Revenue Management of Reusable Resources with Advanced Reservations

We consider a revenue management problem wherein the seller is endowed with a single type resource with a finite capacity and the resource can be repeatedly used to serve customers. There are multiple classes of customers arriving according to a multi-class Poisson process. Each customer, upon arrival, submits a service request that specifies his service start time and end time. Our model allows customer advanced reservation times and services times in each class to be arbitrarily distributed and correlated. Upon arrival of each customer, the seller must instantaneously decide whether to accept this customer's service request. A customer whose request is denied leaves the system. A customer whose request is accepted is allocated with a specific item of the resource at his service start time. The resource unit occupied by a customer becomes available to other customers after serving this customer. The seller aims to design an admission control policy that maximizes her expected long-run average revenue.

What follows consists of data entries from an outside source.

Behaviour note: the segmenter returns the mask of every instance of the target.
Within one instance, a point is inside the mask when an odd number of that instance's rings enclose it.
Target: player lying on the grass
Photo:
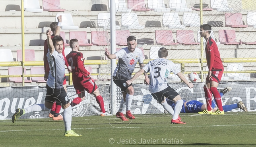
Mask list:
[[[83,64],[83,55],[79,52],[80,47],[78,41],[73,39],[70,41],[70,45],[72,51],[67,55],[68,64],[71,66],[73,84],[78,97],[74,98],[70,103],[73,107],[80,103],[85,98],[84,90],[93,94],[101,110],[101,116],[112,116],[105,110],[104,102],[101,95],[97,85],[91,77],[91,73],[86,70]]]
[[[65,75],[65,60],[62,54],[63,39],[59,36],[56,36],[52,40],[51,31],[46,32],[49,52],[47,59],[50,67],[50,72],[46,84],[46,96],[45,104],[35,104],[25,108],[18,108],[12,118],[12,122],[15,121],[22,115],[27,113],[42,111],[49,111],[55,101],[59,102],[63,111],[63,120],[65,126],[64,136],[80,136],[71,130],[72,110],[68,101],[68,98],[63,88],[63,84]]]
[[[219,92],[221,96],[222,96],[224,94],[228,92],[231,90],[232,88],[231,87],[227,87],[225,89],[222,89]],[[167,103],[171,106],[172,107],[174,107],[175,102],[171,100],[169,100],[167,98],[166,99]],[[197,100],[191,100],[190,101],[184,101],[184,104],[182,107],[182,109],[180,113],[198,113],[201,111],[204,112],[206,109],[206,105],[203,104],[199,101]],[[215,107],[215,102],[214,100],[211,101],[212,111],[214,112],[217,109],[217,108]],[[225,105],[223,106],[223,110],[225,112],[231,111],[231,110],[236,108],[240,108],[244,111],[247,112],[247,109],[246,108],[244,103],[242,101],[240,101],[238,103],[230,105]],[[167,111],[165,110],[165,113],[167,113]],[[206,113],[206,114],[208,114]]]
[[[192,88],[194,85],[189,83],[177,69],[174,63],[166,59],[168,55],[168,51],[164,47],[161,47],[158,50],[159,58],[149,61],[142,69],[136,72],[132,78],[126,81],[126,84],[132,83],[136,78],[145,72],[149,72],[150,78],[145,77],[145,83],[149,85],[149,90],[151,95],[158,103],[161,104],[168,112],[173,117],[171,121],[172,124],[186,124],[186,122],[180,121],[181,119],[178,116],[183,105],[183,101],[180,96],[168,84],[167,78],[171,72],[177,75],[181,80],[184,81],[188,87]],[[165,97],[175,102],[174,110],[166,102]]]

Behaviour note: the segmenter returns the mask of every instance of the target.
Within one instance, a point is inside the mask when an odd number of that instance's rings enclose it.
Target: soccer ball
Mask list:
[[[199,79],[199,76],[196,72],[192,72],[188,75],[188,79],[191,82],[196,82],[198,79]]]

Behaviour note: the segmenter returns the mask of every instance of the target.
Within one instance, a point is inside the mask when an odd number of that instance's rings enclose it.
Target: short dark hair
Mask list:
[[[204,24],[200,26],[200,28],[202,28],[204,30],[208,30],[209,34],[211,34],[211,26],[209,24]]]
[[[53,45],[55,45],[56,42],[60,41],[62,41],[63,42],[64,42],[62,37],[58,35],[54,36],[52,38],[52,43],[53,43]]]
[[[58,26],[58,23],[56,21],[50,24],[50,30],[52,32],[52,33],[54,34],[54,32],[55,32],[55,30],[57,28]]]
[[[164,47],[161,47],[158,50],[159,58],[166,58],[168,56],[168,51]]]
[[[69,41],[69,46],[70,46],[71,48],[72,48],[72,46],[74,46],[74,43],[76,42],[78,42],[78,40],[76,39],[72,39],[71,40]]]
[[[127,42],[133,40],[137,40],[136,37],[133,36],[130,36],[127,38]]]

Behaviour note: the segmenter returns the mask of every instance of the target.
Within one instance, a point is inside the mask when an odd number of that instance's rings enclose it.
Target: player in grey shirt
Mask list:
[[[114,82],[121,88],[124,98],[121,100],[120,107],[116,116],[124,121],[128,121],[123,113],[126,106],[125,116],[129,119],[135,118],[130,111],[134,90],[132,83],[127,85],[125,82],[132,78],[132,74],[137,62],[139,62],[141,69],[144,67],[142,52],[136,47],[136,40],[135,37],[130,36],[127,38],[128,47],[122,49],[113,54],[110,54],[107,49],[105,52],[105,55],[110,59],[118,58],[117,66],[113,74],[113,79]],[[146,74],[145,76],[147,76]]]
[[[145,79],[147,84],[149,85],[149,90],[152,96],[167,112],[173,115],[172,124],[186,124],[185,122],[180,121],[181,119],[178,116],[184,104],[183,100],[178,93],[168,85],[167,78],[171,72],[177,75],[189,88],[193,87],[194,85],[186,80],[172,61],[166,59],[168,55],[167,49],[164,47],[161,48],[158,51],[158,56],[160,58],[149,62],[143,69],[135,74],[132,79],[128,80],[126,84],[131,83],[145,71],[147,73],[149,72],[150,80],[147,77],[145,77]],[[167,103],[165,97],[176,102],[174,110]]]

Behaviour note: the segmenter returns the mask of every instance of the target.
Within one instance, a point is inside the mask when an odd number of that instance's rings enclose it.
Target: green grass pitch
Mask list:
[[[224,115],[180,114],[186,124],[171,124],[170,115],[135,115],[122,122],[115,117],[72,118],[82,134],[63,136],[62,121],[51,119],[0,121],[1,147],[246,147],[256,146],[254,112]]]

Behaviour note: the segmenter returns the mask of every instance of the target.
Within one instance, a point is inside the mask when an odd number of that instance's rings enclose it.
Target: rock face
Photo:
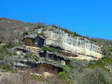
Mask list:
[[[103,57],[101,47],[86,38],[73,37],[58,28],[40,28],[36,32],[45,36],[45,45],[60,47],[65,51],[78,55],[78,57],[75,57],[76,59],[98,60]]]

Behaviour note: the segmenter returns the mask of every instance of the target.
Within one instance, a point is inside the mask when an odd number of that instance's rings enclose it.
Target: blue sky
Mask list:
[[[112,0],[0,0],[0,17],[43,22],[112,39]]]

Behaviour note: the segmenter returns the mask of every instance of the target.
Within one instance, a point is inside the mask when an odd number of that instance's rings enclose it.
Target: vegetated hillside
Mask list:
[[[55,73],[52,78],[44,78],[43,76],[29,75],[31,69],[19,72],[20,69],[12,67],[13,63],[27,58],[37,62],[40,60],[35,54],[27,53],[16,55],[12,52],[17,46],[23,45],[23,35],[32,33],[34,29],[39,28],[60,28],[72,36],[79,36],[81,38],[88,38],[96,44],[102,45],[102,53],[104,57],[98,61],[81,61],[73,59],[69,65],[63,66],[63,71]],[[0,83],[1,84],[112,84],[112,41],[104,39],[96,39],[81,36],[75,32],[70,32],[66,29],[55,25],[24,23],[21,21],[0,19]],[[4,44],[5,43],[5,44]],[[42,51],[60,53],[58,47],[51,48],[45,46],[41,48]],[[27,51],[24,51],[27,52]],[[45,53],[45,52],[44,52]],[[19,53],[20,54],[20,53]],[[51,53],[50,53],[51,54]],[[70,54],[70,53],[69,53]],[[17,58],[16,58],[17,57]],[[47,59],[45,59],[47,61]],[[50,63],[55,63],[50,60]],[[32,65],[32,64],[31,64]],[[24,66],[24,65],[21,65]],[[41,66],[40,66],[41,67]],[[49,68],[52,68],[50,66]],[[44,68],[40,69],[42,71]],[[2,72],[4,71],[5,72]],[[48,69],[49,70],[49,69]],[[55,71],[55,69],[53,68]],[[35,70],[33,70],[35,71]],[[38,70],[37,70],[38,71]],[[53,71],[52,71],[53,72]],[[8,76],[7,76],[8,75]],[[49,75],[49,74],[47,74]]]

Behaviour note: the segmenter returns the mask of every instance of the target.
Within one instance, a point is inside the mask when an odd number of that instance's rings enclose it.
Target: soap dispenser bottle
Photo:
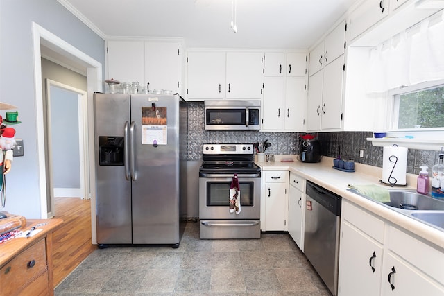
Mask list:
[[[429,194],[429,172],[428,166],[420,166],[421,171],[419,172],[418,180],[416,181],[416,192],[421,194]]]
[[[441,147],[441,152],[438,158],[438,164],[432,168],[432,196],[434,198],[444,198],[444,192],[441,190],[441,186],[444,183],[444,151]]]

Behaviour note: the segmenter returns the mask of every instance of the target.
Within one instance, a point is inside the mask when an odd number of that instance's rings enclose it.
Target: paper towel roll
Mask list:
[[[405,185],[407,169],[406,147],[384,147],[382,159],[382,182],[392,185]]]

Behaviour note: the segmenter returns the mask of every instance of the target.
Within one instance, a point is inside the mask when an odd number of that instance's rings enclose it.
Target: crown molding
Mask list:
[[[60,4],[62,4],[66,9],[67,9],[71,13],[74,15],[76,17],[85,24],[88,28],[92,30],[96,34],[100,36],[102,39],[106,39],[106,35],[102,32],[97,26],[92,23],[88,18],[80,13],[74,6],[73,6],[67,0],[57,0]]]

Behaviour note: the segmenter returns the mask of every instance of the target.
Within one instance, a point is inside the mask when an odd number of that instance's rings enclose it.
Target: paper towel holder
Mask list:
[[[398,147],[397,144],[393,144],[393,146],[396,146]],[[393,167],[391,168],[391,171],[390,172],[390,175],[388,175],[388,178],[387,179],[388,180],[388,183],[385,182],[384,181],[382,181],[382,180],[379,180],[380,183],[382,184],[386,184],[387,185],[390,185],[391,187],[393,187],[394,186],[407,186],[407,184],[396,184],[398,182],[398,180],[396,180],[396,178],[395,177],[392,177],[392,174],[393,173],[393,171],[395,171],[395,167],[396,166],[396,164],[398,162],[398,157],[396,155],[390,155],[388,157],[388,160],[391,162],[394,162],[395,164],[393,164]],[[391,180],[393,180],[394,182],[392,183]]]

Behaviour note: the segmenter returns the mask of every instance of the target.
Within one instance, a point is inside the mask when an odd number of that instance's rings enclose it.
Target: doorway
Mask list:
[[[87,92],[51,79],[46,79],[46,90],[48,191],[54,216],[55,198],[89,197],[85,186],[87,139],[84,139]]]
[[[36,23],[33,23],[33,38],[34,53],[34,73],[35,86],[35,106],[37,116],[37,157],[39,162],[39,188],[40,200],[40,218],[48,218],[48,208],[50,203],[47,201],[48,189],[46,186],[46,171],[48,170],[46,159],[48,157],[45,150],[44,135],[44,102],[43,99],[42,89],[44,84],[42,82],[42,57],[53,58],[54,62],[59,62],[60,64],[79,69],[85,73],[87,80],[87,103],[86,112],[87,120],[85,130],[87,132],[85,135],[85,157],[87,162],[85,163],[85,171],[88,175],[85,177],[87,181],[85,184],[86,190],[91,198],[91,231],[92,243],[96,243],[96,176],[94,173],[94,103],[93,96],[94,92],[102,92],[102,64],[91,57],[85,54],[77,48],[73,46],[65,40],[57,37]],[[46,53],[45,57],[42,53]],[[90,143],[89,145],[88,143]]]

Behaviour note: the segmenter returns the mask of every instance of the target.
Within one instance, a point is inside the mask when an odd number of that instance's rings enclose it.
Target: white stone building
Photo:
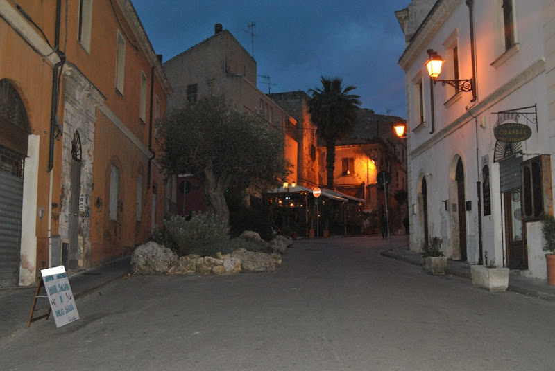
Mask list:
[[[453,260],[545,278],[555,0],[413,0],[395,14],[406,40],[410,248],[437,236]],[[467,79],[470,91],[432,83],[429,49],[445,60],[438,80]]]

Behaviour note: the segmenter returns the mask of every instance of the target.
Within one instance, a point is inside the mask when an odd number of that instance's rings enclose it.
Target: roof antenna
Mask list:
[[[257,36],[257,35],[255,33],[255,26],[256,26],[255,22],[250,22],[247,25],[247,27],[248,27],[248,30],[243,30],[250,35],[250,47],[252,48],[250,55],[253,58],[255,57],[255,36]]]
[[[277,85],[278,84],[272,84],[271,78],[270,78],[269,75],[259,75],[259,78],[262,78],[266,79],[266,82],[261,82],[261,84],[266,84],[268,85],[268,93],[270,93],[270,89],[271,89],[272,86]]]

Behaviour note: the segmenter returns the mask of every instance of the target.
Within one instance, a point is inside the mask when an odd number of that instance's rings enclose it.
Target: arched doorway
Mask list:
[[[76,131],[71,141],[71,198],[69,199],[69,251],[64,264],[70,269],[79,267],[82,260],[82,249],[79,246],[79,204],[81,191],[81,138]]]
[[[459,217],[459,248],[461,251],[461,260],[466,261],[466,206],[464,192],[464,168],[463,161],[459,158],[455,170],[456,181],[457,215]]]
[[[0,286],[19,279],[23,174],[31,125],[19,93],[0,80]]]
[[[428,187],[426,184],[426,177],[422,179],[422,217],[424,222],[424,244],[429,241],[428,230]]]

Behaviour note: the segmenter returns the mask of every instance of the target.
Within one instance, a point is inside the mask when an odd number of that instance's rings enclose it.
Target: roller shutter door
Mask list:
[[[23,179],[0,170],[0,286],[19,279]]]

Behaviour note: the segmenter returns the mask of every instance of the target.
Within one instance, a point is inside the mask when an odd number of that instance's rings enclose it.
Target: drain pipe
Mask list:
[[[148,150],[152,154],[152,156],[148,159],[148,183],[147,188],[151,188],[151,171],[152,170],[152,161],[156,157],[156,154],[152,150],[152,132],[153,125],[153,112],[152,111],[154,107],[154,66],[151,68],[151,114],[148,118]]]
[[[48,197],[48,252],[49,252],[49,266],[52,264],[52,192],[54,179],[54,172],[52,171],[54,168],[54,141],[56,141],[56,114],[58,113],[58,98],[60,93],[60,76],[61,75],[60,67],[62,67],[65,63],[65,53],[60,51],[60,18],[62,12],[62,0],[57,0],[56,1],[56,30],[54,35],[54,51],[60,57],[60,61],[58,62],[53,67],[52,73],[52,96],[51,100],[50,106],[50,143],[49,147],[48,154],[48,168],[46,172],[50,173],[50,179],[49,184],[49,197]],[[58,75],[58,69],[60,75]]]
[[[61,18],[62,0],[56,1],[56,24],[54,39],[54,51],[60,61],[54,64],[52,73],[52,97],[50,105],[50,145],[48,153],[48,170],[50,172],[54,167],[54,141],[56,141],[56,114],[58,114],[58,98],[60,94],[60,68],[65,63],[65,54],[60,51],[60,24]],[[60,73],[58,74],[58,72]]]
[[[470,56],[472,58],[472,107],[476,105],[478,99],[477,90],[478,87],[476,86],[476,43],[474,35],[474,0],[466,0],[466,5],[468,6],[468,18],[470,21]],[[470,107],[472,108],[472,107]],[[479,159],[479,146],[478,144],[478,117],[474,116],[470,112],[470,109],[468,109],[468,114],[474,118],[474,126],[476,132],[476,176],[477,176],[477,194],[478,196],[478,251],[479,253],[479,258],[478,259],[478,264],[484,264],[482,256],[484,254],[484,246],[482,244],[482,227],[481,227],[481,182],[480,181],[480,159]],[[487,260],[487,257],[486,257]]]

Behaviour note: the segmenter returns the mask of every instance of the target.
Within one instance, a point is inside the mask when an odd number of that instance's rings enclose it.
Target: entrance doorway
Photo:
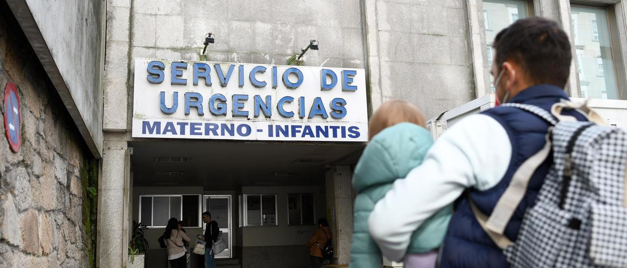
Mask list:
[[[218,222],[220,232],[222,232],[222,239],[226,243],[226,249],[216,255],[216,259],[231,258],[233,255],[231,243],[233,232],[231,230],[231,223],[233,220],[231,211],[231,195],[210,195],[203,196],[203,211],[208,211],[211,214],[211,220]],[[206,225],[203,225],[203,232]]]

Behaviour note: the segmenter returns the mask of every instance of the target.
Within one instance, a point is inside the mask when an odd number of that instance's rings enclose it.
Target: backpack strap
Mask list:
[[[554,115],[551,115],[544,109],[542,109],[535,105],[530,105],[528,104],[522,104],[522,103],[505,103],[502,105],[501,106],[505,107],[517,108],[519,109],[529,111],[531,113],[537,115],[538,116],[540,116],[541,118],[544,119],[545,121],[549,122],[551,125],[552,125],[554,126],[557,125],[557,122],[559,121],[559,118],[557,118],[558,120],[556,120],[556,117],[554,116]]]
[[[527,193],[527,187],[535,170],[540,167],[549,157],[551,150],[551,135],[552,128],[549,129],[545,140],[544,147],[535,155],[529,157],[512,177],[509,185],[503,195],[497,202],[492,214],[486,224],[486,228],[497,234],[503,234],[505,227],[512,219],[514,211]]]
[[[559,121],[577,121],[577,119],[573,116],[562,115],[562,111],[564,109],[576,109],[586,115],[588,121],[601,126],[608,126],[608,122],[604,120],[596,111],[588,106],[587,103],[588,100],[579,103],[562,100],[561,101],[553,105],[551,112]]]
[[[554,126],[557,125],[558,122],[551,113],[536,106],[520,103],[507,103],[503,105],[503,106],[527,111],[544,119]],[[479,224],[492,240],[502,249],[504,249],[512,244],[512,241],[503,234],[505,227],[509,223],[516,208],[520,204],[520,201],[524,198],[525,194],[527,193],[527,185],[529,185],[529,180],[531,180],[534,173],[535,172],[538,167],[544,162],[551,153],[552,131],[552,126],[549,128],[545,137],[544,147],[535,155],[525,160],[514,173],[509,185],[498,199],[489,217],[479,210],[470,197],[468,198],[473,214],[475,214]]]
[[[475,217],[477,218],[477,221],[479,222],[479,225],[481,225],[481,228],[485,231],[488,236],[494,241],[494,243],[498,246],[498,248],[501,249],[505,249],[508,245],[512,244],[512,240],[509,240],[507,237],[502,234],[497,234],[496,232],[490,230],[486,227],[486,223],[488,221],[488,217],[483,214],[479,209],[477,207],[477,205],[475,205],[475,202],[472,201],[470,198],[470,196],[468,195],[468,203],[470,204],[470,209],[472,209],[473,214],[475,214]]]

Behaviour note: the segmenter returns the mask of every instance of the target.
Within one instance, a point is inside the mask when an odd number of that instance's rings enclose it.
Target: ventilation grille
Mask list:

We propose a policy called the epsilon-perturbation class selection policy (epsilon-CSP), based on the optimal solution in the fluid setting wherein customers are infinitesimal and customer arrival processes are deterministic, under the restriction that the seller can utilize at most (1 - epsilon) of her capacity for any epsilon is an element of(0,1). We prove that the epsilon-CSP is near-optimal. More precisely, we develop an upper bound of the performance loss of the epsilon-CSP relative to the seller's optimal revenue, and show that it converges to zero with a square-root convergence rate in the asymptotic regime wherein the arrival rates and the capacity grow up proportionally and the capacity buffer level epsilon decays to zero.